(独)産業技術総合研究所は1月13日、タンパク質の合成に関与している翻訳因子と呼ばれるタンパク質が、ある種のウイルスにおけるRNA(リボ核酸)の合成過程でRNAの伸長促進を補助する役割も果たしていることを発見したと発表した。この事実は、太古生命体において、このタンパク質因子は元来RNAの複製や転写を促進する補因子としての役割りを担っていたが、その後出現した現存生命体がそのRNA合成補因子をタンパク質合成システムに取り込んだ可能性を考えさせるという。生命進化のナゾに迫る手掛かりの一つが得られたとしている。
現存するほとんどの生物では、RNAを合成するシステムとタンパク質を合成するシステムは互いに独立しているが、中にはタンパク質合成に必要な因子がRNA合成にも必要な因子として組み込まれているウイルスがいる。大腸菌に感染し増殖するQβウイルスは、その一種で、RNAの複製、転写を担うRNA合成酵素が宿主(感染先の大腸菌)の翻訳因子と複合体を形成し、その複合体形成がRNAの転写、複製に必須であることが知られている。
研究チームは今回、そのウイルスを対象に、RNA合成酵素と翻訳因子の複合体が、RNAの合成を開始しRNA鎖を伸長、合成していく過程についてX線構造解析と、構造をもとにした機能解析を行い、翻訳因子のRNA合成過程における役割を調べた。

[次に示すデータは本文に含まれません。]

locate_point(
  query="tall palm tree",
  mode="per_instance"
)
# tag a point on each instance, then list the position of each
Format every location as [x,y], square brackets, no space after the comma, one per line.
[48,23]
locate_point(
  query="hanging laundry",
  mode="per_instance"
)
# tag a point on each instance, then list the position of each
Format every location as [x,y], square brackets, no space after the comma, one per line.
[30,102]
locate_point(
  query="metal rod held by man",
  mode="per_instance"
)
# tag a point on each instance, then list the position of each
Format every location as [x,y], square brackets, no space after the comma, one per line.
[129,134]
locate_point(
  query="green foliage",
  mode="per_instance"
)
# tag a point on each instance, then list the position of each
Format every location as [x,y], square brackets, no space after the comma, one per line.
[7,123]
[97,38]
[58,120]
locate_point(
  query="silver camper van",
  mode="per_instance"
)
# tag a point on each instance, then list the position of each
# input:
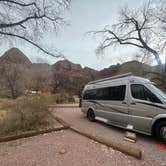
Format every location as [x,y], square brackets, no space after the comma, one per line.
[126,101]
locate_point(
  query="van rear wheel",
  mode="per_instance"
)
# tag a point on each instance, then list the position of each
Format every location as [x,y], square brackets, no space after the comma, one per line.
[91,115]
[160,131]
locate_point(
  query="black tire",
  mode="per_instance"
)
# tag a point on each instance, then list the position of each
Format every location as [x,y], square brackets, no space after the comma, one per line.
[91,115]
[160,131]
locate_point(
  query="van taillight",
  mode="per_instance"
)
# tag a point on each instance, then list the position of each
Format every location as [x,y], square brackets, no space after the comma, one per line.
[80,102]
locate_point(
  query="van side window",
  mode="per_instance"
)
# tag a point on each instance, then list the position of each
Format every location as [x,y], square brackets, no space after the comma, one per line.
[117,93]
[140,92]
[108,93]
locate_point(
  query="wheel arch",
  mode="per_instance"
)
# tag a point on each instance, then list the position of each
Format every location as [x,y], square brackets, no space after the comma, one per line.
[156,121]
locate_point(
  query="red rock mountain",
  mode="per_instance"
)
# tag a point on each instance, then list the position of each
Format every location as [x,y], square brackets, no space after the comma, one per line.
[70,77]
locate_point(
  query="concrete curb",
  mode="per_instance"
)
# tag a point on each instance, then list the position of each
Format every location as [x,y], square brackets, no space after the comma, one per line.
[63,106]
[134,152]
[30,134]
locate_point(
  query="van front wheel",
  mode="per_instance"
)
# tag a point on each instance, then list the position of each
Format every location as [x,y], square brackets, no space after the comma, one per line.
[160,130]
[91,115]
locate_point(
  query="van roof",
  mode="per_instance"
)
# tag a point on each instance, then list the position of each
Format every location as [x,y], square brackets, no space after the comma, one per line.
[119,79]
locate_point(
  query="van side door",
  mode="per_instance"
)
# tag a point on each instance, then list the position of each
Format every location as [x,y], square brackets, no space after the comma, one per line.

その結果、その翻訳因子は、RNA合成伸長過程において、鋳型RNAと合成されたRNAの2重鎖をほどき、効率よくRNA伸長合成が行われるのを補助すると共に、鋳型RNAの出口トンネルをRNA合成酵素と共同で形成することによって、RNAの転写,複製が完了するまで鋳型RNAが複合体から解離してしまうのを防ぐ役割も果たしていることを突き止めた。
太古生命体に関する「RNAワールド仮説」では、生命体を構成する分子はRNAであり、RNA分子が遺伝情報の保存分子で、かつ化学反応を触媒する酵素であったと考えられている。今回の研究で明らかになった事実は、現生命体のタンパク質合成システムが、このRNA合成補因子を翻訳因子として取り込んだ可能性を示唆しているという。
研究チームは今後、生命が進化する過程でRNAの機能がタンパク質へ置き換わる遷移の分子メカニズムや分子進化、RNA合成システム、タンパク質合成システムの進化などの解明を進めたいとしている。